Custom Parsers (JavaScript)

For more complex parsing jobs you can write custom parsers in JavaScript. To use it set engine to javascript and use your JavaScript code in the source field of the root schema.

Note: Although the JavaScript engine is fairly performant, it doesn’t match the performance of native engines, so avoid using it for tasks that could be achieved with other parsers.

JavaScript API

The Optimus Mine JavaScript engine uses ES2015 with only minor additions.

Code Description
$input The $input variable contains the incoming data.
$callback The $callback function is used to pass data to the next task.
require Used to import modules. Imported modules need to be CommonJS modules using ES5 syntax.

Limitations

You can only have one script per schema which needs to be set on the source property of the root schema.

Examples

Generating URLs for scraping

In the following example we’re using the JavaScript engine to build a list of URLs to be consumed by a scrape task.

tasks:
  - task: parse
    engine: javascript
    input: '1-10'
    schema:
      type: string
      source: |
        const [start, end] = $input.split('-');
        for (let i = start; i <= end; i++) {
          $callback(`https://example.com/products/page-${i}.html`);
        }

Output:

https://example.com/products/page-1.html
https://example.com/products/page-2.html
https://example.com/products/page-3.html
https://example.com/products/page-4.html
https://example.com/products/page-5.html
https://example.com/products/page-6.html
https://example.com/products/page-7.html
https://example.com/products/page-8.html
https://example.com/products/page-9.html
https://example.com/products/page-10.html

Parsing more complex data structures

Since you can only use JavaScript on the root schema you need to return an object containing the structure defined in the schema, omitting the source property for all sub-schemas. You can however still use filters on them as you would for any other parser.

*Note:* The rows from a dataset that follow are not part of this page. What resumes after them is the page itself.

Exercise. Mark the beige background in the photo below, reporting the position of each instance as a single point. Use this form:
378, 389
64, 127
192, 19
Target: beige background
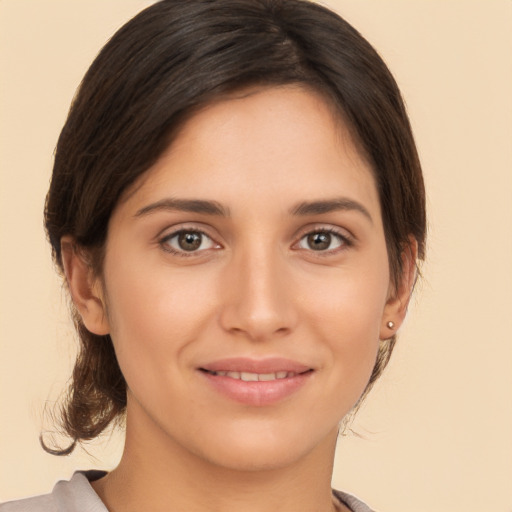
438, 428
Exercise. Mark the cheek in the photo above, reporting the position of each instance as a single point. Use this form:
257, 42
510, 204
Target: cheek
346, 314
153, 314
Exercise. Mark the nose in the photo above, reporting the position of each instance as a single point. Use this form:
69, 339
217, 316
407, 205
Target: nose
258, 296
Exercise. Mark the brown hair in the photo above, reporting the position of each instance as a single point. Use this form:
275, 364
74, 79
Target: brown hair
157, 70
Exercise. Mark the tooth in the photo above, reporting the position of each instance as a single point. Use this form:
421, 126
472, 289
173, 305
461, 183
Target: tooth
249, 377
267, 376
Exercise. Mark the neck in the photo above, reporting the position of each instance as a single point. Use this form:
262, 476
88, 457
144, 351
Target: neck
157, 474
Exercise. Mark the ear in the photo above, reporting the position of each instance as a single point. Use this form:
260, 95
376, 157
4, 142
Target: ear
85, 288
399, 295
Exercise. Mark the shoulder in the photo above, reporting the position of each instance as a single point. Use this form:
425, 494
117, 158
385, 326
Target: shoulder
73, 495
353, 503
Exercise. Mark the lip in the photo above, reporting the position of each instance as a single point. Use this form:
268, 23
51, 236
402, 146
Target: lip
245, 364
256, 393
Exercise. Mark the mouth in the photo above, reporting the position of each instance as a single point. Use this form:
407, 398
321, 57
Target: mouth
256, 382
255, 377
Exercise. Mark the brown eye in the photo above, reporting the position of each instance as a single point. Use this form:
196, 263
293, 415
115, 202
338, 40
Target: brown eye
321, 241
189, 241
183, 242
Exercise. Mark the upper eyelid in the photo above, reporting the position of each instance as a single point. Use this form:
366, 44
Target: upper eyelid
170, 231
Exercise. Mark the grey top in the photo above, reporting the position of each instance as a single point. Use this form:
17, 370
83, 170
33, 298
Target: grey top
77, 495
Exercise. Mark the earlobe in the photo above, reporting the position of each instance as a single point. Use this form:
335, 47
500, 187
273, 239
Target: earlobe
398, 301
85, 288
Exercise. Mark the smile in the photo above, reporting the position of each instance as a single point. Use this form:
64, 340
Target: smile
254, 377
256, 383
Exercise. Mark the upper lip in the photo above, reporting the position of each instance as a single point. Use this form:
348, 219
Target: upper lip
249, 365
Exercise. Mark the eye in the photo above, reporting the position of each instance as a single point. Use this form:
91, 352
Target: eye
322, 241
187, 241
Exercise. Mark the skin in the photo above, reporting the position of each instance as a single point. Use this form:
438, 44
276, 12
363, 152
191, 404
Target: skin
255, 288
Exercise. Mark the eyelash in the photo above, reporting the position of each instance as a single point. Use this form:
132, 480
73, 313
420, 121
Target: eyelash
345, 241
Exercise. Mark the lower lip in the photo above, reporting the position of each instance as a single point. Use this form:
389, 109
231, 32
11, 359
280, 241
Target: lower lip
257, 393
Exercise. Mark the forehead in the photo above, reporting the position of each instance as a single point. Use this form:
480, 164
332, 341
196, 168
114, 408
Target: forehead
276, 142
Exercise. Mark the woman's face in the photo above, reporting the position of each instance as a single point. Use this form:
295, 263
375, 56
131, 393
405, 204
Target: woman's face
247, 283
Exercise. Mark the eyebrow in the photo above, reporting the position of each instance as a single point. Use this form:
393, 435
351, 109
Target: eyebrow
329, 205
185, 205
215, 208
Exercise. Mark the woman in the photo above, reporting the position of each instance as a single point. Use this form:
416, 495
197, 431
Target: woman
238, 208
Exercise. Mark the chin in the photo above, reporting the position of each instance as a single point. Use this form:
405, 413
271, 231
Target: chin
262, 449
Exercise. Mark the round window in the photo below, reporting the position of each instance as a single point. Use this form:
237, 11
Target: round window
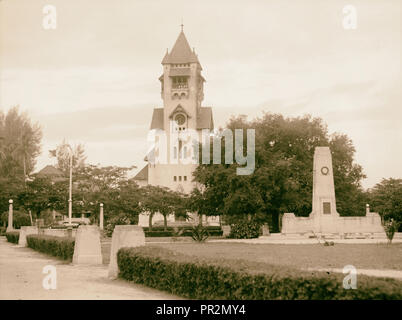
180, 119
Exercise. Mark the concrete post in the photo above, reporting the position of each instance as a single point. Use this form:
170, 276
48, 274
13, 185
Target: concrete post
101, 217
124, 236
87, 249
10, 216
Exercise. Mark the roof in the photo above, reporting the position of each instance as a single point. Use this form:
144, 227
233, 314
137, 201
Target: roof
180, 72
205, 119
143, 174
157, 119
50, 171
181, 52
179, 108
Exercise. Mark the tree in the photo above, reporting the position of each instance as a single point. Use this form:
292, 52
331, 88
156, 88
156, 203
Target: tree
36, 196
161, 200
386, 199
19, 146
63, 152
282, 179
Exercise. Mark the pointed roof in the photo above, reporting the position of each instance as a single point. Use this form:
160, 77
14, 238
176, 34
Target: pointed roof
181, 52
143, 174
50, 171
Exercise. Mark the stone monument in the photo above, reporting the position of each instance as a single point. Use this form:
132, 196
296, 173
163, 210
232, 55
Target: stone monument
124, 236
10, 216
87, 249
324, 217
24, 232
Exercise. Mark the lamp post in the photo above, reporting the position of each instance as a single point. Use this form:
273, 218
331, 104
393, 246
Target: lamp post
101, 217
70, 197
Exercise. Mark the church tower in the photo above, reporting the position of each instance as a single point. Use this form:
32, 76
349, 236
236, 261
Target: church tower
182, 92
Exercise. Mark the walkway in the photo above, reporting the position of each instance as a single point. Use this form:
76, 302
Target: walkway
21, 278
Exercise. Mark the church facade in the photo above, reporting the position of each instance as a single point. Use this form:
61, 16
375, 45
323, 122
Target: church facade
182, 92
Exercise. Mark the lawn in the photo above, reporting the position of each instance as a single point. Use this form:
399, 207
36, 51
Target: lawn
363, 256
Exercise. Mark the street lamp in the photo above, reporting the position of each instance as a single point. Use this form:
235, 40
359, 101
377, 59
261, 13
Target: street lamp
70, 198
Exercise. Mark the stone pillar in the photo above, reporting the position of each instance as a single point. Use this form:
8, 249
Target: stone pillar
265, 229
226, 231
101, 217
124, 236
87, 249
10, 216
26, 230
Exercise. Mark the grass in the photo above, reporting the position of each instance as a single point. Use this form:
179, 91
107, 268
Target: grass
363, 256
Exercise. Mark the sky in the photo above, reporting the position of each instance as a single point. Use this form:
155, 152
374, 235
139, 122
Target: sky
94, 78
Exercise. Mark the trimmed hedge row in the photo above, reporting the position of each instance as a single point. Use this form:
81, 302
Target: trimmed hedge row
13, 236
161, 228
213, 231
61, 247
209, 279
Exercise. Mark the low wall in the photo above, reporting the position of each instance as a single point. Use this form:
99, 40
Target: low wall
371, 223
57, 232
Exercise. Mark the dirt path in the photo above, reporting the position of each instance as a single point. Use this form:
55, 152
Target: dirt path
21, 278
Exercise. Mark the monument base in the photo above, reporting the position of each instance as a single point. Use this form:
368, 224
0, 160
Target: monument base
124, 236
24, 231
371, 223
87, 249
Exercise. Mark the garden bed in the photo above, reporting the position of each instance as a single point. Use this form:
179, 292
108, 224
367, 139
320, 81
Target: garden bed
215, 279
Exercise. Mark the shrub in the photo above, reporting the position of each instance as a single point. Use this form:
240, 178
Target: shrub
61, 247
13, 236
121, 219
199, 234
213, 231
215, 279
245, 230
391, 226
20, 219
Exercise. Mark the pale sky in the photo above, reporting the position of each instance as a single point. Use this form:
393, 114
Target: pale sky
94, 79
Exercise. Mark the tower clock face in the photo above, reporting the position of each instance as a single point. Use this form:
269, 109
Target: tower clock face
180, 119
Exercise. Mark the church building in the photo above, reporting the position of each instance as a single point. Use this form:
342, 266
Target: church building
182, 92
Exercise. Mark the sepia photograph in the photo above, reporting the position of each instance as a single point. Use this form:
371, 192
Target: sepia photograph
195, 156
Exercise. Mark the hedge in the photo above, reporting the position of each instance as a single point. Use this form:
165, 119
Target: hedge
213, 231
61, 247
217, 279
13, 236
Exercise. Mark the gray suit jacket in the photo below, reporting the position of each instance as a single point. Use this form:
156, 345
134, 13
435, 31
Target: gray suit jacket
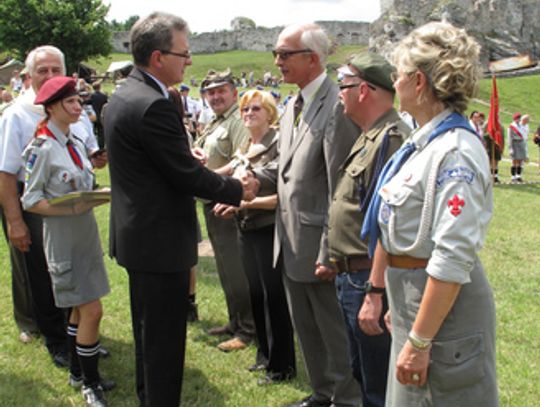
305, 175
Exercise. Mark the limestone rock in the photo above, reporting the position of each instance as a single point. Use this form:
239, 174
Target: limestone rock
503, 28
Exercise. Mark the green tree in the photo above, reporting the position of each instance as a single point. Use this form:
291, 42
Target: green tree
116, 25
77, 27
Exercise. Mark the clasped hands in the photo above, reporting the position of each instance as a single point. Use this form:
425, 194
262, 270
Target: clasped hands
250, 187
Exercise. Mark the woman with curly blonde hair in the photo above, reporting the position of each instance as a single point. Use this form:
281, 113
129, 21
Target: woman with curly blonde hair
428, 222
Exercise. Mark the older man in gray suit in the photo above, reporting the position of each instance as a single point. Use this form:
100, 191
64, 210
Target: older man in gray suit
315, 139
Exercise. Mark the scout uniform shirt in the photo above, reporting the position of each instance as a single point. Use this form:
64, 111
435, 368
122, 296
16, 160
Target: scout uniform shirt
50, 170
71, 243
222, 137
356, 176
452, 173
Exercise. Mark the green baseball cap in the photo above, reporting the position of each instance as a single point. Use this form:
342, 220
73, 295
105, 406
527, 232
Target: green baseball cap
370, 67
215, 79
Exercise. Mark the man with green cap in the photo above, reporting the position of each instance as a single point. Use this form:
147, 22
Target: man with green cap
367, 94
220, 139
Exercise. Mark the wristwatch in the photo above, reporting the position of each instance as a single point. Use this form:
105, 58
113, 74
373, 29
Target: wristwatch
421, 344
370, 288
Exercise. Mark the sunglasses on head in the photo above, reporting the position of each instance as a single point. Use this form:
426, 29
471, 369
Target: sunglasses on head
283, 55
252, 108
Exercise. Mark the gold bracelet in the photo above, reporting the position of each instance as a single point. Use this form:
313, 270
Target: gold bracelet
419, 343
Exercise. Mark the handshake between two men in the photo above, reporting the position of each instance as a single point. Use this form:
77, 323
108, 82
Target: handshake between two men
250, 186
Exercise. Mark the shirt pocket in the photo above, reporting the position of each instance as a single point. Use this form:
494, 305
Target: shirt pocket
395, 203
311, 218
223, 143
354, 190
61, 275
457, 363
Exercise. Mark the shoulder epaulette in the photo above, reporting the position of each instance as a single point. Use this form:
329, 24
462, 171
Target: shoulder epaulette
78, 138
39, 141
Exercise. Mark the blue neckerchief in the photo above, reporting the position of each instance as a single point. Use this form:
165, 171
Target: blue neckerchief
371, 226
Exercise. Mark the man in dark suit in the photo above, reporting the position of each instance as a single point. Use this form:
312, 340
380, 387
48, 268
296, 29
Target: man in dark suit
315, 139
97, 100
153, 220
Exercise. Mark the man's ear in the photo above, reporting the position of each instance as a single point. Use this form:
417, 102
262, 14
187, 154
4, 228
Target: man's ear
155, 59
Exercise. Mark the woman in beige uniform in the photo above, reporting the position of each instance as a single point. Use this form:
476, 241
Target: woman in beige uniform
56, 164
432, 209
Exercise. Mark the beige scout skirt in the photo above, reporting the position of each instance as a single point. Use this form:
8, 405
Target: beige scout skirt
75, 259
461, 372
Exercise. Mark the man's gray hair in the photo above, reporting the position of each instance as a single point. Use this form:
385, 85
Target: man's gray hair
315, 38
47, 49
154, 33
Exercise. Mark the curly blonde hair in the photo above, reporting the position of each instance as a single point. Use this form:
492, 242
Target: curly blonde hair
267, 102
449, 58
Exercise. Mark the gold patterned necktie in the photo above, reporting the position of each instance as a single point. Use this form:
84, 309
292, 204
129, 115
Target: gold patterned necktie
298, 105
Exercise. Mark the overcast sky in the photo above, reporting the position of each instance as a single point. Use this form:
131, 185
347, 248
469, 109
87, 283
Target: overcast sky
211, 15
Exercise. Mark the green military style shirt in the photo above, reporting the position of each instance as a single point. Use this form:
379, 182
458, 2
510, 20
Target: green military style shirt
356, 173
222, 137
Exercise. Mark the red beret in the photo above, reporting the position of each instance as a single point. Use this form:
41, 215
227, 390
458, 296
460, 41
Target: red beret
55, 89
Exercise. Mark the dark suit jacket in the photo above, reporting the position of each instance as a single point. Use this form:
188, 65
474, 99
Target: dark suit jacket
153, 179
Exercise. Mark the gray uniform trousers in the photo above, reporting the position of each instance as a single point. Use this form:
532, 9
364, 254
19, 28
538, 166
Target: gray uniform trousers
224, 239
318, 318
462, 368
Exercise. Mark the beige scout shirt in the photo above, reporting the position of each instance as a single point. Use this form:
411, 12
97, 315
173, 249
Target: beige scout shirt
345, 218
459, 212
222, 137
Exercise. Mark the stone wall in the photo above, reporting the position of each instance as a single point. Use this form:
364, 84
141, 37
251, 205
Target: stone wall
503, 28
258, 39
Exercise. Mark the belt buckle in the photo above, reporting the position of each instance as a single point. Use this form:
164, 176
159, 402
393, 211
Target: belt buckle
337, 265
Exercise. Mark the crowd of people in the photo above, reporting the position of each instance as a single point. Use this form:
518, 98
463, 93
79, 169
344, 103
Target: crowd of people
331, 218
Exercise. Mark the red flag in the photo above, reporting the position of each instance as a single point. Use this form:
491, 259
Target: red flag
494, 125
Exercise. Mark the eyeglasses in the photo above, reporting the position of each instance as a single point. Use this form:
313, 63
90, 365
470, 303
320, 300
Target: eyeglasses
353, 85
253, 108
342, 86
186, 54
284, 55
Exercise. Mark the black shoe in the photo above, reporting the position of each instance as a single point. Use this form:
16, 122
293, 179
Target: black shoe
220, 331
310, 402
77, 382
60, 359
272, 378
93, 396
257, 367
104, 352
193, 314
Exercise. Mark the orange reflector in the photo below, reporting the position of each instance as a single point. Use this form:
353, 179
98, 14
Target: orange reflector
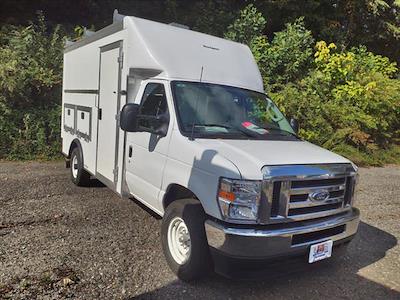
227, 195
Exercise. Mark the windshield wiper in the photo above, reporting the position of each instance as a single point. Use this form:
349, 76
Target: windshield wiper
286, 133
194, 125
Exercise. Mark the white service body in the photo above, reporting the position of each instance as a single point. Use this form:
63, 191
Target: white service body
112, 67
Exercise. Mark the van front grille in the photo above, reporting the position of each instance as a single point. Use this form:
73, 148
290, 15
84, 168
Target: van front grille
296, 197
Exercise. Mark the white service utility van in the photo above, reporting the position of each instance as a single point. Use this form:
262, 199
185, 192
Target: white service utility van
179, 120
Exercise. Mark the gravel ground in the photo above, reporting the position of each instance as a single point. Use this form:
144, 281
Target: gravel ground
61, 241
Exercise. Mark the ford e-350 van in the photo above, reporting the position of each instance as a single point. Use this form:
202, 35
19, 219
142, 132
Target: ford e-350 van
179, 120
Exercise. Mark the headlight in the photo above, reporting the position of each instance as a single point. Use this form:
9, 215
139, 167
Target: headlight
239, 199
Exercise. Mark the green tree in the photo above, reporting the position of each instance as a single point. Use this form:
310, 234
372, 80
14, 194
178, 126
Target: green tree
30, 90
249, 25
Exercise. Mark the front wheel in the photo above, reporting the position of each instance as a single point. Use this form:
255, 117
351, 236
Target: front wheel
79, 175
184, 240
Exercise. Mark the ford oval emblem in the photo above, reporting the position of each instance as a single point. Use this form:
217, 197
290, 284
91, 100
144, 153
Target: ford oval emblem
319, 196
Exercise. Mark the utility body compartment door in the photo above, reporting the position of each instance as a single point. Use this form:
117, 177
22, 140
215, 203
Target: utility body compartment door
108, 108
146, 153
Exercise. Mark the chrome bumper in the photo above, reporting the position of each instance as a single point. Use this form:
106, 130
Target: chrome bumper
280, 240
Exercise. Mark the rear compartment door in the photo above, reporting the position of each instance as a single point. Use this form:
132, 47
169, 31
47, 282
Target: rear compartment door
108, 108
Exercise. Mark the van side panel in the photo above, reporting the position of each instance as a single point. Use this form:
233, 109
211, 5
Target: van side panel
80, 97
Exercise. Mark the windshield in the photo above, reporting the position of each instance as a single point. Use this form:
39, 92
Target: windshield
218, 111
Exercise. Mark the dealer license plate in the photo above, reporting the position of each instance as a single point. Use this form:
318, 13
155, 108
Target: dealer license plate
320, 251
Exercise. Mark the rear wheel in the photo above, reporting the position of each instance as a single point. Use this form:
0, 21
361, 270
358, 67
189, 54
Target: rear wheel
184, 240
79, 175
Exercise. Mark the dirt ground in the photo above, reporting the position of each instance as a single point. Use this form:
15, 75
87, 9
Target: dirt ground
61, 241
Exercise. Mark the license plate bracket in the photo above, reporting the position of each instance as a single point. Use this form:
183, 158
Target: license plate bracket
320, 251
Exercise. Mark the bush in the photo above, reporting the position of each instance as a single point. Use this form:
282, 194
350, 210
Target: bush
30, 91
346, 101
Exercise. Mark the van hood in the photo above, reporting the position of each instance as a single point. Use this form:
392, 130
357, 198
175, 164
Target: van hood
250, 156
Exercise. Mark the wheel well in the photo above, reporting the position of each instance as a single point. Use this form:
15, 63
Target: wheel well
175, 192
74, 144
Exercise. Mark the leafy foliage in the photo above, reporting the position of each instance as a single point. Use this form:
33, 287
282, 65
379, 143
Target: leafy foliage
249, 25
345, 100
30, 81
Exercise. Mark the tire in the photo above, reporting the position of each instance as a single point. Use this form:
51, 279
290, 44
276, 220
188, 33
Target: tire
79, 175
197, 263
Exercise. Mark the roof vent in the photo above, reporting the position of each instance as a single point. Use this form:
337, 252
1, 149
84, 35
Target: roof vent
117, 17
179, 25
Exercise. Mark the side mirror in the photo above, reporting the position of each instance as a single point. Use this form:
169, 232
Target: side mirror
128, 117
295, 125
154, 124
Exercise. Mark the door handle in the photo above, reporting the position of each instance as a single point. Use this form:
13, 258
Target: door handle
130, 151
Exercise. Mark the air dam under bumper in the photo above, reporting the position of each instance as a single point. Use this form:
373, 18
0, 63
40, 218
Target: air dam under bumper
280, 240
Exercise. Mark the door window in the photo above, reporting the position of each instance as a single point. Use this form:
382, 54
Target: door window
154, 105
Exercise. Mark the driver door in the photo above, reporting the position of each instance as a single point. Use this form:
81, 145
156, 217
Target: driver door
146, 152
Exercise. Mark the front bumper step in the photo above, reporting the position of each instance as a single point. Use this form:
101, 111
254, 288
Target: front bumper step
280, 240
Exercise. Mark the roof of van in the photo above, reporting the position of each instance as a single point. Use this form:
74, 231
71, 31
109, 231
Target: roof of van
177, 53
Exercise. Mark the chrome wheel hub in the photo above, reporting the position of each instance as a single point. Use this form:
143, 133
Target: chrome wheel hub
179, 243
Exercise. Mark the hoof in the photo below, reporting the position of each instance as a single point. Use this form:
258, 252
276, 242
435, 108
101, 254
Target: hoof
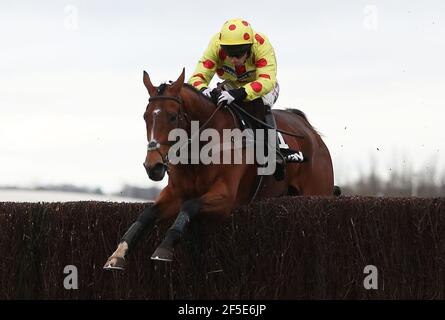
115, 263
162, 254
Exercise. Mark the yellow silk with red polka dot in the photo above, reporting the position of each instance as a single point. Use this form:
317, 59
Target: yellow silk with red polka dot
257, 75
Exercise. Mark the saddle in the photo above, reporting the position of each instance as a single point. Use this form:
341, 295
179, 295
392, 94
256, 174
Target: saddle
245, 122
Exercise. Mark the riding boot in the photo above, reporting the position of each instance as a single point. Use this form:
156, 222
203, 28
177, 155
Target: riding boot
280, 170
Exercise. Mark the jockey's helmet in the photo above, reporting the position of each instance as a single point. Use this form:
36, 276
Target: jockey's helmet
236, 37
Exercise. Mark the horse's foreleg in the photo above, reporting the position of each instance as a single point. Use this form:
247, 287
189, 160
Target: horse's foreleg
165, 207
218, 201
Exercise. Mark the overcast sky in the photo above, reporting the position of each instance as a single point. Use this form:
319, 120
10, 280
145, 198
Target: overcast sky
370, 75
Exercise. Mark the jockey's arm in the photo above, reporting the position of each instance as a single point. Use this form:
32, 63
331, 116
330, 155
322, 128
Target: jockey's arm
206, 67
266, 71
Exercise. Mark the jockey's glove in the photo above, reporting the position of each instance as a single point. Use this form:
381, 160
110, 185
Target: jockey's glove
227, 97
211, 93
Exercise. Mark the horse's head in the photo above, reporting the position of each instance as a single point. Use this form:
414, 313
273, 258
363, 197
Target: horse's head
164, 113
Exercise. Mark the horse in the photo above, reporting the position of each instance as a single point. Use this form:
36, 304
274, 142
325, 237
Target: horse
213, 189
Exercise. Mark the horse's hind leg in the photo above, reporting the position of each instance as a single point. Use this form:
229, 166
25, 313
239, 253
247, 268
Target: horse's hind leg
218, 201
165, 207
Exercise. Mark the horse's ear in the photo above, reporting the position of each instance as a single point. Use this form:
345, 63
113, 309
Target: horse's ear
150, 87
177, 85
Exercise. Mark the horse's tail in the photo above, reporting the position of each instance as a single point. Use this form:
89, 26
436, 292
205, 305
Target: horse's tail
337, 191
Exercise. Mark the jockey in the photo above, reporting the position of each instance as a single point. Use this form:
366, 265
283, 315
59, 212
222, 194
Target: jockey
245, 59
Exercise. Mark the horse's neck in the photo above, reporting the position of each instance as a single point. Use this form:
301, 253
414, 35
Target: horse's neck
199, 109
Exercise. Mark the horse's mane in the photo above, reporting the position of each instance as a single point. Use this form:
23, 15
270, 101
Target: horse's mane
196, 91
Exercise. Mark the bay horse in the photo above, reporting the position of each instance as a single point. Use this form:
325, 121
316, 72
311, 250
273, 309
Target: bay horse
213, 189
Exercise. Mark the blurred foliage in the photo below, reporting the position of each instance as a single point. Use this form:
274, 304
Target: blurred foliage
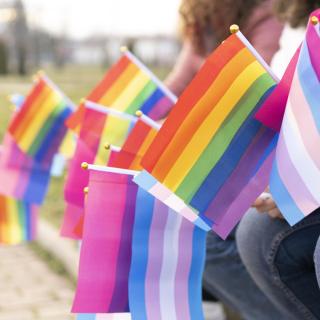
76, 82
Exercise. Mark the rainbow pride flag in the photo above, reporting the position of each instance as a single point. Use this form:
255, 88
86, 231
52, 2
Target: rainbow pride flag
38, 128
100, 125
168, 254
210, 148
129, 86
21, 176
295, 177
17, 221
105, 255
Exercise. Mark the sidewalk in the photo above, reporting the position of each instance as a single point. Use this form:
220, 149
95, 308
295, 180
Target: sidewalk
29, 289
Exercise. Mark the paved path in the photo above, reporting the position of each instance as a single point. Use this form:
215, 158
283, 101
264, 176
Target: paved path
29, 290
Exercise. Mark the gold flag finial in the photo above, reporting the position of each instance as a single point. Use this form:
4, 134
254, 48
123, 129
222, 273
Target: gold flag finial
85, 190
85, 165
139, 113
234, 28
314, 20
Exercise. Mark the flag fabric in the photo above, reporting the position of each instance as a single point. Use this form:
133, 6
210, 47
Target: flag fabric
129, 86
104, 316
38, 128
168, 254
21, 176
295, 177
105, 255
136, 144
212, 138
17, 221
98, 128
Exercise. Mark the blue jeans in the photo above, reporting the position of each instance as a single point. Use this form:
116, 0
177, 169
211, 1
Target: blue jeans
226, 278
279, 259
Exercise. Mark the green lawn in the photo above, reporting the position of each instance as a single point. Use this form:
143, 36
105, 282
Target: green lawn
76, 82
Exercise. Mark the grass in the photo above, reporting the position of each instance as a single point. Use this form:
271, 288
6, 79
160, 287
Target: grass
76, 82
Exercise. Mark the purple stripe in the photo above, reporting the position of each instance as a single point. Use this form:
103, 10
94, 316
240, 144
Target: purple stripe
240, 176
120, 295
155, 254
245, 199
292, 180
183, 270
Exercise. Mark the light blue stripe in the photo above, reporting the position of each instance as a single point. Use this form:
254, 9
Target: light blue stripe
139, 261
309, 83
283, 199
145, 180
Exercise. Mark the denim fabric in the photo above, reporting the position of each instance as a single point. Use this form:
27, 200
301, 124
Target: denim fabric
280, 260
226, 278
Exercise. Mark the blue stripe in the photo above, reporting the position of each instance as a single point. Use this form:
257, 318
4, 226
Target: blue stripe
148, 105
86, 316
282, 197
309, 83
54, 137
196, 271
145, 180
139, 261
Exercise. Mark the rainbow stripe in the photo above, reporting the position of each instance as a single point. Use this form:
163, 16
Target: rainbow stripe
17, 221
21, 176
105, 255
38, 128
209, 134
295, 178
129, 86
98, 128
168, 254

See the example below on how to achieve this.

tasks:
  - task: parse
    engine: javascript
    input: 'Bob:34:02071234567'
    schema:
      type: object
      source: |
        const [name, age, phone] = $input.split(':');
        $callback({ name, age, phone });
      properties:
        name:
          type: string
        age:
          type: integer
        phone:
          type: string
          filter:
            type: phone
            country: GB

Output:

name: Bob
age: 34
phone: +4402071234567